18. A method of treating a wound comprising administering the therapeutic according to claim 15 to the wound, thereby treating the wound.

Description

[0047] An embodiment of the present invention will now be described by way of example only with reference to the following wherein:

[0048] FIG. 1. Shows the effectiveness of the secretome on cell growth and metabolism, using human skin fibroblasts, human keratinocytes, and human endothelial cells. Cells were treated with assay diluent (untreated), un-conditioned medium (control), or secretome for 3 (endothelial cells), 4 (keratinocytes), or 5 (fibroblast) days. Cell growth and metabolism is shown for human skin fibroblasts (1A), human keratinocytes (1B), and human endothelial cells (1C).

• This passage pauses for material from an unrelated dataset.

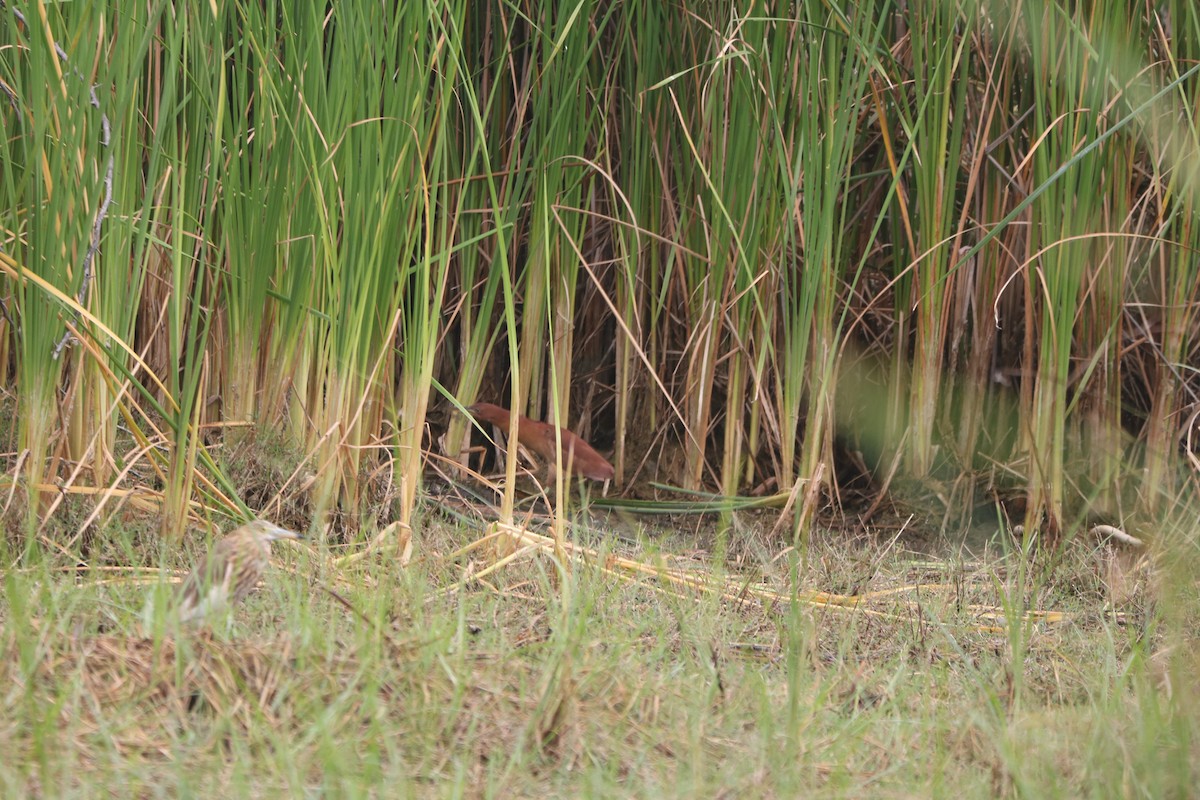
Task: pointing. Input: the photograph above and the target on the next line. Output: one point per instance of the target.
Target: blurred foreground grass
(526, 684)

[0049] FIG. 2. Shows the effectiveness of the secretome on cell growth and metabolism, using human skin fibroblasts, human keratinocytes, and human endothelial cells. Cells were treated with assay diluent (untreated), un-conditioned medium (control), or secretome for 3 (endothelial cells), 4 (keratinocytes), or 5 (fibroblast) days; cell growth is demonstrated by staining the cells with safranin O.

[0050] FIG. 3. Shows the effect of the secretome on wound healing. De-epidermised human skin equivalent wounds were left untreated, treated with un-conditioned medium (control), or secretome for 3 days. On day 7, wound closure was assessed visually by MTT staining (3A), and quantitatively using the images in FIG. 3A (3B).

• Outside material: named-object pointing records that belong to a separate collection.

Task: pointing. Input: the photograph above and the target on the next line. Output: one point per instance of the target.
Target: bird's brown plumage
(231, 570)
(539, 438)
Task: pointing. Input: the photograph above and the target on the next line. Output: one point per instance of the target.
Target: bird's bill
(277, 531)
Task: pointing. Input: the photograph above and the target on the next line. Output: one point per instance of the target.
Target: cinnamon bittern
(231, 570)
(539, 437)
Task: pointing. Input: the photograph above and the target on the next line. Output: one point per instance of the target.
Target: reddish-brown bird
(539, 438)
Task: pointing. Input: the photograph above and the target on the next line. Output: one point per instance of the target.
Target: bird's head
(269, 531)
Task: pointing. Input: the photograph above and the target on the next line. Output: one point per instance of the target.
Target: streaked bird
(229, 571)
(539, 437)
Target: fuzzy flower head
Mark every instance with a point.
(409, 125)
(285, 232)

[0051] FIG. 4. Shows the effect of the secretome on wound healing. De-epidermised human skin equivalent wounds were left untreated, treated with un-conditioned medium (control), or secretome for 3 days. On day 7, wound closure was assessed visually by H&E staining after sectioning. Red vertical lines indicate original wound edge at Day 0. Secretome promotes keratinocyte proliferation & migration (faster wound bed closure) compared to control (P<0.05). Control (un-conditioned medium) show no effect vs untreated wounds (P>0.05).

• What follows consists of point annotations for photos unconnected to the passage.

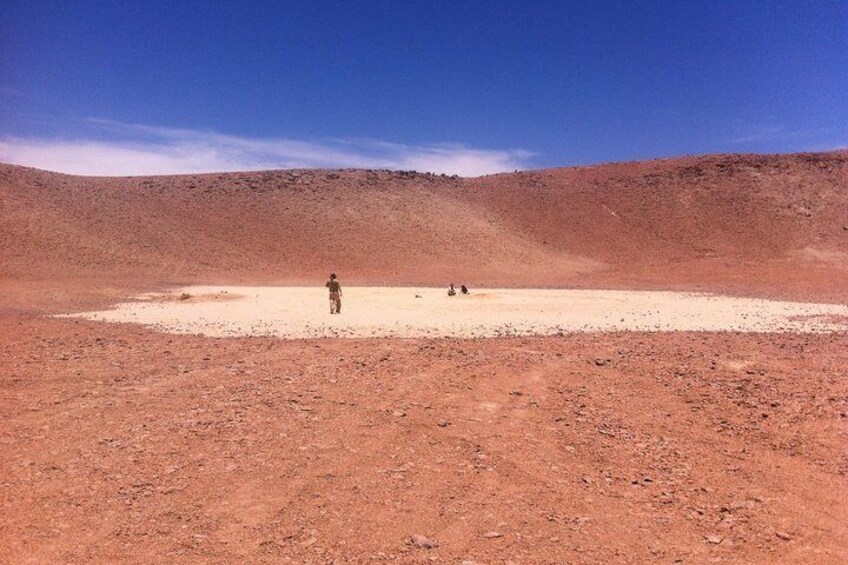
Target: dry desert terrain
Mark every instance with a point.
(717, 437)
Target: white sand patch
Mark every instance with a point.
(301, 312)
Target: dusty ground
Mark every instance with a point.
(123, 444)
(302, 312)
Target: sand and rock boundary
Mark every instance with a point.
(303, 312)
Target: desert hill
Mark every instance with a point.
(765, 224)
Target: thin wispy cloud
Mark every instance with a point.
(119, 149)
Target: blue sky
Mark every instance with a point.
(458, 87)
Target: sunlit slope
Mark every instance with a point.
(721, 216)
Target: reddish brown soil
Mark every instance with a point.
(774, 225)
(119, 444)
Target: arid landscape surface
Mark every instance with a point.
(124, 444)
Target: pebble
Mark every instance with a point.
(422, 542)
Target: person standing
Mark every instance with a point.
(335, 294)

[0052] FIG. 5A. Shows the effect of the secretome on wound healing in vivo. Full thickness wounds were created in rats. Wounds were left untreated (5A & 5D), treated with un-conditioned medium (control 5B & 5E), or secretome (5C & 5F) for 3 days. On days 3 (5A-C) and 5 (5D-F), wound closure and wound bed analysis were assessed by H&E staining after sectioning.

METHODS AND MATERIALS

Stem Cells Secretome Production

[0053] 1. Celligenics stem cells are cultured to 95-100% confluency. [0054] 2. Growth medium is removed and the cell layer is washed twice with an isotonic salt solution e.g. phosphate buffered saline to remove growth medium components. [0055] 3. Cells are then incubated with a growth factor free medium comprising a basal medium (e.g. DMEM) containing 0.01 to 0.5% human serum albumin or recombinant human serum albumin, 50-500 M sodium ascorbyl phosphate, and pen-strep-glutamax-NEAA or a growth factor medium comprising a basal medium (e.g. DMEM) containing 0.1-21U FGF2 and/or EGF and/or TGF beta and/or PDGF, 0.01 to 0.5% human serum albumin or recombinant human serum albumin, 50-500 M sodium ascorbyl phosphate, and pen-strep-glutamax-NEAA, [0056] 4. After e.g. 2 days, the medium (Day 2 secretome) is collected and step 3 is repeated. [0057] 5. Steps 3 and 4 can be repeated for several cycles to collect the secretome.

Stem Cells Secretome Post-Production Processing

[0058] 1. The collected secretome from above is sterile filtered and concentrated via ultrafiltration. The concentrated secretome from the collection days is pooled to give the final secretome used in downstream applications. [0059] 2. The secretome is stabilized before freezing or lyophilization by adding 0.1-1% carrier protein, and/or 0.5-10 mM sodium ascorbyl phosphate, and/or 0.5-20% sucrose, and/or phosphate buffer.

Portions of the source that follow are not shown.